Down below, we've got both September prices (copied from those above) and October prices, and a (correct) formula for the increase in price from September to October, which takes the total October cost, D3*C9 + D4*C10 and subtracts the total September cost, D3*B9 + D4*B10. Notice that we're using the costs from rows 9 and 10.

Change the price of bread in cell B3 from $2.35 to $2.50. You'll see the September cost go up. But the cell labelled "Increase" (D9) won't change at all. Look at the formulas and explain why in cell E12.
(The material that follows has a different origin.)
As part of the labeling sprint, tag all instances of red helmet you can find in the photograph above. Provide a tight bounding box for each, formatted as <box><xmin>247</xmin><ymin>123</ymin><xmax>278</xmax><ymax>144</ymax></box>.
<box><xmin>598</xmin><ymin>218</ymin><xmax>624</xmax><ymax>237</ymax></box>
Now look at the tab called Good Sheet. On this one, things are a little clearer: the only places the person looking at this sheet should change anything are highlighted in yellow (with a note at the top explaining this). The September prices in rows 9 and 10 are not copied from rows 3 and 4, but rather are defined by formulas that refer to rows 3 and 4: when the price of bread in B3 is changed, the price in B9 automatically updates. Note, too, that all dollar amounts have been formatted to display nicely. (That was true of the "Bad Sheet" tab as well.)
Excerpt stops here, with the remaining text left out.